People care strongly and oppositely about this.

TLDR:

  • Squash is best if most commit messages aren’t useful, because the team doesn’t expect to need that.
  • Merge is best if most commit messages are useful, because the team expects that.
  • Figure out which works for you based on your team.
  • Never do Rebase And Merge.

Strongly recommended pre-read (If you’re in a hurry, scroll to the comparison table.)

Never do Rebase And Merge

Let’s start with the easy one: never, ever rebase and merge. This should be disabled in each repo, and ideally removed as a feature from Github. Then we’d go through the internet and hide the fact that it ever existed as a merge strategy in the first place.

It…

  • hides the PR that it came from, so you lose all context on why the change got made, how the review conversation went, etc.
  • keeps every wip commit
  • makes merge conflicts a nightmare. If you have conflicting changes in a file with multiple commits, you have to do multiple merge conflict resolutions.
  • doesn’t have immutable history, so your commit IDs all change when you merge. Hope you didn’t have those saved anywhere!

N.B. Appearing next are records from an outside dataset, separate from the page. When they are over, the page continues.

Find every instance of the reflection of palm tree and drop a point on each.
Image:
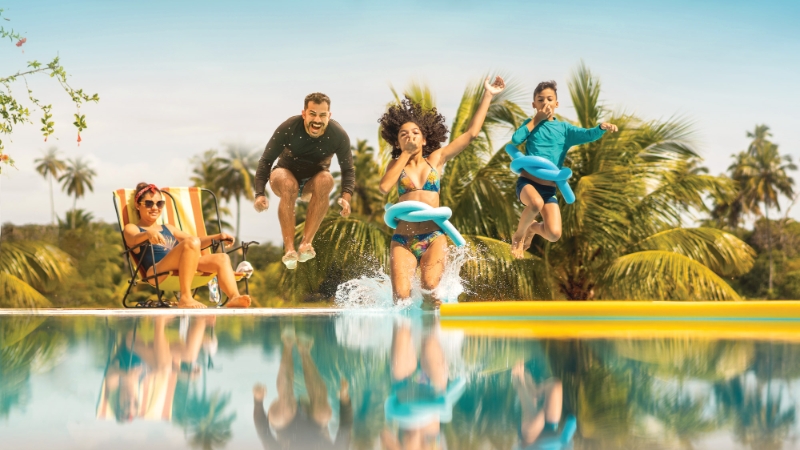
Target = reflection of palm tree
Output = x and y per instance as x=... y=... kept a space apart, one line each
x=77 y=178
x=21 y=348
x=205 y=418
x=49 y=166
x=26 y=266
x=756 y=411
x=236 y=178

Possible good answer #1: Squash

Particularly if you (and your team)

  1. mostly do small, focused PRs
  2. mostly write very clear PR titles (since they’ll be your commit message)
  3. use Github as your primary mechanism for viewing commit history (and thus highly value linear history)
  4. mostly don’t care about writing good individual commit messages
  5. mostly don’t branch from your own PRs to do more reviewable work

Upsides

Small PRs and tiny commits

If you do lots of small PRs, and most of your commits have messages like oops or wip or respond to PR feedback, then those commits don’t provide much value. Here, your “quantum of understanding” is the PR, and you expect everyone to open the PR if they need to deeply understand why a change happened.

Technically yes, you do get all your commit messages in the squash commit. Something like

Add ability to send foos to bars (#10001)   <--- PR title and number

* Add API endpoint for sendFoo              <--- commit 1

* Fix test                                  <--- commit 2

* fix broken test

* oops

* fff

* asdfhaskldh

Obviously those last 3 commit messages in particular aren’t high value. If I was trying to figure out why line 405 in src/api/sendFoo.ts changed, and I saw fff… that’s worse than if I saw that it changed because of Add ability to send foos to bars. And if this entire PR is only 100 lines changed, then the whole thing could probably just be a single commit anyway.

Github history view

There’s also the question of linear git history being important to your team. If you use the Github website for viewing history, atomic (one entry per PR) linear (in order of merged) history is extremely useful.

Downsides

“The commits are all still there”

Let’s say you find this commit, with this diff

Fix tests (#4446)

* Fix the timezone in a test

* Fix unrelated timezone bug
--- a/test/dostuff.ts
+++ b/test/dostuff.ts
@@ -68,7 +68,7 @@
- time = moment(otherTime, 'America/Los_Angeles');
+ time = moment(otherTime);

@@ -123,7 +123,7 @@
- time = moment(otherTime, 'America/Los_Angeles');
+ time = moment(otherTime, 'America/New_York);

Uh oh! Which one was “unrelated”? Is one of these right and the other isn’t? 🤷 I don’t know because I don’t know which line of diff went with which commit.

Forked PRs

Something that you may do for the benefit of your PR reviewer is break a change up into multiple PRs for separate review. This is common for people building complex features, where you may have the following 3 PRs

replace-new-with-old-1 -> master                  Refactor existing code
replace-new-with-old-2 -> replace-new-with-old-1  Add new feature
replace-new-with-old-3 -> replace-new-with-old-2  Delete old feature

Reviewing these as separate PRs can be easier for the reviewer, as each PR is doing exactly one thing. And if you’re doing small PRs, it’s likely that you’ll be breaking them up into good logical groupings. But squashing the first PR means you now have all the first PR’s commits to try to excise from PR #2.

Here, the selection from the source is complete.